2013年05月09日

コンコルドの見果てぬ夢。超音速旅客機とソニックブーム



太平洋をはるかに隔てた東京とニューヨーク。

その遠大なる距離を一気に縮めたのが、航空機による直行便。およそ40年前、東京とニューヨークは一本の線で結ばれたのだった。



「たとえ2時間でも早く着きたいとという人には、これはもってこいの飛行機ですねぇ」

当時の飛行時間はおよそ14時間。

東京-ニューヨークの直行便は、大いに歓迎された。



あれから40年、航空機の技術は目覚ましく進化した。

より大きく、より安全で、より快適な飛行機が、次々と生み出された。



ところが、40年来、一貫して変わらぬものがある。それは14時間という飛行時間の長さ。これほど技術が進歩したはずなのに、なぜかそればかりは一向に縮まる気配がなかった。

それもそのはず。技術者たちは「音速のカベ」に阻まれていたのである。






◎ソニックブーム



飛行機が音速(マッハ1)を超えることは簡単だった。

しかし、音速を超えた時に発生する「ソニックブーム」と呼ばれる爆音ばかりは、どうしようもなかった。



ドン! ドーン!!

心臓にドスンと響くその音というか、ボディーブローのような衝撃波。

音速(およそ時速1,225km)を超えた飛行機が上空を通過する時、それは地上の人々を直撃するのであった。

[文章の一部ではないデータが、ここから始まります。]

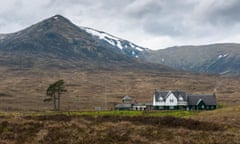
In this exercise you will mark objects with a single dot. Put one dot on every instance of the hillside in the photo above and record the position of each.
(56, 43)
(215, 58)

花火の打ち上げを間近で感じると、その音の振動の凄まじさに驚く。改めて、音とは衝撃であることに気付かされるわけが、ソニックブームによる衝撃波は、空気が極度に圧縮されることによって生ずるものである。

音速(マッハ1)までは問題ない。飛行機が進むことによって押しのけられた空気は、上下左右にその逃げ道がある。しかし、空気は音速よりも速く動けない(逃げられない)。ゆえに音速を超えた飛行機は、その先端部分もしくは横に広がった翼の部分で、グングンと空気を押し縮める。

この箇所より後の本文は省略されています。